Mais quand on considère qu'il a conduit en séries éliminatoires une équipe privée de Jason Spezza, Erik Karlsson et Craig Anderson, trois joueurs qui ne sont pas seulement les meilleurs centre, défenseur et gardien des Sénateurs, mais occupent aussi une place de choix au sein de l'élite de la LNH à leur position respective, on doit donc parler d'exploit.

Quand on ajoute les pertes de Milan Michalek et Jared Cowen, deux éléments très importants sans toutefois être aussi essentiels que les trois premiers, on obtient des circonstances qui justifient la sélection de MacLean au titre d'entraîneur-chef de l'année.

Voilà!

Quenneville oui, Boudreau jamais!

Je n'ai pas la moindre récrimination à faire quant à la présence de Joel Quenneville au sein du tiercé gagnant. Même qu'elle me réjouit.

Trop souvent, quand un entraîneur-chef a les mains pleines en fait de talent comme c'est le cas de Quenneville à Chicago, on tient pour acquis que le coach n'a qu'à faire ouvrir les portes par ses adjoints et que l'équipe gagnera.

Rien n'est plus faux.

Bon! Il est certainement plus agréable et profitable de diriger Jonathan Toews, Marian Hossa et Duncan Keith que Michael Ryder, Travis Moen et Tomas Keberle. Mais encore faut-il prendre les moyens nécessaires pour garder ces grands joueurs concentrés sur un concept d'équipe qui n'est pas toujours évident à faire avaler aux grandes vedettes.

Quenneville l'a fait encore cette année en guidant les Hawks au meilleur début de saison de l'histoire de la LNH alors que son équipe a encaissé son premier revers en temps réglementaire (21-0-3) après avoir disputé la moitié de la saison écourtée.

Ce n'est pas rien. C'est énorme en fait. Pas assez pour offrir à Quenneville un deuxième Jack-Adams après celui reçu en 2000 alors qu'il dirigeait les Blues de St. Louis. Mais un exploit suffisant pour assurer sa place parmi les finalistes.
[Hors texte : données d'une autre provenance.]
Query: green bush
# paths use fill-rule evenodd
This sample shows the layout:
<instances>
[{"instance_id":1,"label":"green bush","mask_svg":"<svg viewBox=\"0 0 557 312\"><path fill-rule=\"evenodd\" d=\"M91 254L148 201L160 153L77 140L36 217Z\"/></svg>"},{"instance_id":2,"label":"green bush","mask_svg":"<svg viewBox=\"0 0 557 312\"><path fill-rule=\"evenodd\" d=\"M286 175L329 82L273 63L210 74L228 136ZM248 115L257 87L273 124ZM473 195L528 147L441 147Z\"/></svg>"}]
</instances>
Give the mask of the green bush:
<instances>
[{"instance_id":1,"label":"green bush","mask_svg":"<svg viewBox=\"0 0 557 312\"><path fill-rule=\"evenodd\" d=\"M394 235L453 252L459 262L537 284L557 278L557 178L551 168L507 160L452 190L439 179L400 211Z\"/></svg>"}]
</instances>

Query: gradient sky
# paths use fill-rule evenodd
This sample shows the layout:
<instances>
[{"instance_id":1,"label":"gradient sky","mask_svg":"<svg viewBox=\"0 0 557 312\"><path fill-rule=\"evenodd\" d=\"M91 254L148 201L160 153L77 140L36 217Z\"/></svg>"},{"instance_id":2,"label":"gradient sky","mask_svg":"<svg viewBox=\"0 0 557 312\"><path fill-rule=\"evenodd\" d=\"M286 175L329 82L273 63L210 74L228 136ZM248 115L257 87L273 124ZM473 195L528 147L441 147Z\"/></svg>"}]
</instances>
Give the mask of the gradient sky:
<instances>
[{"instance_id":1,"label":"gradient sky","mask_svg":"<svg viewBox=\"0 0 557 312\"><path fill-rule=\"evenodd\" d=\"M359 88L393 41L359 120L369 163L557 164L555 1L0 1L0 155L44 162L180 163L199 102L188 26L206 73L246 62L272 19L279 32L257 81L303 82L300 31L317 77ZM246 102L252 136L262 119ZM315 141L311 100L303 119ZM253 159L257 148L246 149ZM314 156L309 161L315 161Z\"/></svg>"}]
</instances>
Si j'avais voté, le nom de MacLean aurait été tout en haut de mon bulletin de vote. Celui de Quenneville en troisième place. Entre les deux, j'aurais inscrit celui de Michel Therrien. Certainement pas celui de Bruce Boudreau.

Boudreau a pris un club exclu des séries l'an dernier et il l'a hissé en deuxième place de l'Association de l'Ouest. Bravo!

Mais sur le strict plan hockey, il n'a rien accompli de plus sensationnel que Michel Therrien à Montréal. Même que le coach du Canadien, en tenant compte du fait qu'il n'a eu qu'une semaine pour inculquer son système entre la fin du lock-out et le début de la saison, de l'équipe à sa disposition et de la pression beaucoup plus étouffante de diriger à Montréal plutôt qu'en banlieue de Los Angeles, a fait beaucoup plus que Boudreau qui joue un vilain tour au Canadien pour la deuxième fois de sa carrière.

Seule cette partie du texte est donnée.